AWS outlined its roadmap for building AI-optimized infrastructure during a keynote at the AI Infrastructure Summit in Santa Clara. Barry Cooks, VP of Compute Services at AWS, emphasized the need for a strong foundation in networking, compute, and resilience to support the accelerating shift toward agent-driven software development and large-scale AI training.
At the networking layer, AWS showcased its 10p10u AI network fabric, now supporting more than 20,000 GPUs with sub-10 microsecond latency. The company described a hybrid control plane architecture combining centralized planning with distributed decision-making in the switches to deliver faster rerouting and reliability. AWS said its elastic fabric adapter (EFA), scalable reliable datagram (SRD), and specialized congestion control stack are now handling millions of connections and serving as the backbone of its fastest-growing network technology.
On the compute side, AWS presented new EC2 P6 instances powered by NVIDIA Blackwell GPUs and introduced water-cooled UltraServers for improved thermals and density. Each P6 B200 instance delivers 1.4 Tbps interconnect bandwidth and significant generation-to-generation training time improvements. AWS also detailed its custom Trainium2 UltraServers, which deliver 83.2 FP8 PFLOPS, 12.8 Tbps EFA bandwidth, and 6 TB of high-bandwidth memory—positioned as the best price-performance option for GenAI training on AWS. UltraCluster deployments can now scale to more than 1.6 million accelerators in a single cluster image.
To address resilience at scale, Cooks announced new checkpointing capabilities in SageMaker HyperPod, which leverage CPU and local storage to accelerate recovery times in the event of failures.
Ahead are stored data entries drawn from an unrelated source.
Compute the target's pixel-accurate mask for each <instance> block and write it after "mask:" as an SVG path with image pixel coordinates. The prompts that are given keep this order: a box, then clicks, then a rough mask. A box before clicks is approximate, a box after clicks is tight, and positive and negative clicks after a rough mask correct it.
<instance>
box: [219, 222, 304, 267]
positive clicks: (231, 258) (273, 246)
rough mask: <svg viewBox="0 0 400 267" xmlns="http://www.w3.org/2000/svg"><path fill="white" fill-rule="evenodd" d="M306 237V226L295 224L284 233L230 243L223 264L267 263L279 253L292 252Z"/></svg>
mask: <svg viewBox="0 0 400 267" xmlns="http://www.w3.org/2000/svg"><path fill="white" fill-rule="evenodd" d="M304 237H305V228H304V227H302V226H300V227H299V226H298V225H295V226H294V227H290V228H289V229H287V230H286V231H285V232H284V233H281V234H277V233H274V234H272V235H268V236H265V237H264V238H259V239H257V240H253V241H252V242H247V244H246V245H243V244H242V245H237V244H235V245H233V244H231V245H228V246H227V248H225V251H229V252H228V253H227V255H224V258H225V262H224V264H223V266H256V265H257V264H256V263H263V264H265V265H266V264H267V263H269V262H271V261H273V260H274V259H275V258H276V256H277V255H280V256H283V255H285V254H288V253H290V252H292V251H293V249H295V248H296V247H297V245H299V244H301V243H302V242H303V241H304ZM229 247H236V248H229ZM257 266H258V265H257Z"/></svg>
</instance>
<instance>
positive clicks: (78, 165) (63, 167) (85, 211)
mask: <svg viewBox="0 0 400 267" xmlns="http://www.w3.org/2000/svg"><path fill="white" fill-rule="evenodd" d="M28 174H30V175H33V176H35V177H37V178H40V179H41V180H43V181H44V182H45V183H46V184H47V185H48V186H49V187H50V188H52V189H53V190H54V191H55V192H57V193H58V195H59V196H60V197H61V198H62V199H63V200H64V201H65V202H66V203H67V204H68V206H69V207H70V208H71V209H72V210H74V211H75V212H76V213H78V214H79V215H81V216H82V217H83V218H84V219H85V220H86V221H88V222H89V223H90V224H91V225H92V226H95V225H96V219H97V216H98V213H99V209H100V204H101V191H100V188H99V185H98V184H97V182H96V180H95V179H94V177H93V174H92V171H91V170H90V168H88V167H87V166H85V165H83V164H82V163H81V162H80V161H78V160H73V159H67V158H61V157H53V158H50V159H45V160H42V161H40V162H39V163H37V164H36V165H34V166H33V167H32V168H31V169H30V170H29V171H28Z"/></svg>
AWS is also expanding observability and automation features in SageMaker to improve developer productivity and reduce training times. “Security, latency, performance, and resilience are the pillars of our infrastructure,” said Cooks. “Our goal is to ensure that AI builders can rely on AWS to deliver the scale, economics, and reliability they need.”

🌐 Analysis: AWS is positioning itself not just as a supplier of raw compute, but as an integrated infrastructure provider across networking, compute, and software resilience. Its emphasis on water-cooled GPUs, large-scale AI fabrics, and SageMaker checkpointing directly addresses hyperscaler-scale challenges. This mirrors moves by rivals Microsoft Azure and Google Cloud, which are also investing in custom silicon and high-density AI clusters, but AWS is leaning on both Blackwell GPUs and its own Trainium line to balance peak performance with economics.